AIH tours Singapore

The Australian Institute of Horticulture in conjunction with the Interior Plantscape Association have recently completed a comprehensive four-day tour of Singapore.

Starting with a catch-up with AIH member, Christian Jenkins who had just won gold at the Singapore Garden Festival, the tour encompassed green walls, green rooves, biophilic design and urban edible gardens.

With a requirement that one-hundred percent of the building footprint needs to be replicated in greenery, Singapore has quickly become a world-leader in green roof and wall installations. Highlights of the tour included Oasia Hotel (achieving one-thousand percent coverage!) as well as the ParkRoyal Hotel and Marina One complex.

Singapore’s urban density has led to architects to emphasise biophilic design. The group visited one of the largest examples of biophilia in action at Khoo Teck Puat Hospital where patients look out upon a tropical rainforest that provides natural air conditioning.

Concerns around food security have led the Singaporean government to implement the “30/30 plan” – to grow thirty percent of Singapore’s food by 2030. Tour participants visited the highest edible garden in the world fifty-one storeys up on top of the CapitaSpring building as well as Edible Garden City – a permaculture farm on the site of a former prison and a thriving community garden surrounded by high-rise residential at Bukit Batok.
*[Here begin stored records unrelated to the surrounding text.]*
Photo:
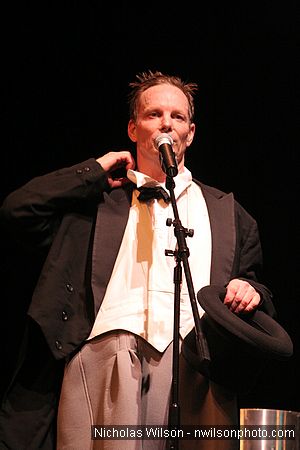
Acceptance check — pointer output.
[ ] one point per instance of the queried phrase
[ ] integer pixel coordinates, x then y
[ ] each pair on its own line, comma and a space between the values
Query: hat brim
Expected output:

During the tour, guide and AIH President, Michael Casey presented a number of awards for horticultural excellence to groups including Nature Landscapes, NParks and Edible Garden City.

Although Singapore is one of the most densely populated countries in the world, efficient governance with an emphasis on urban greening has meant that the country certainly achieves its tourism hype as “a city in a garden.”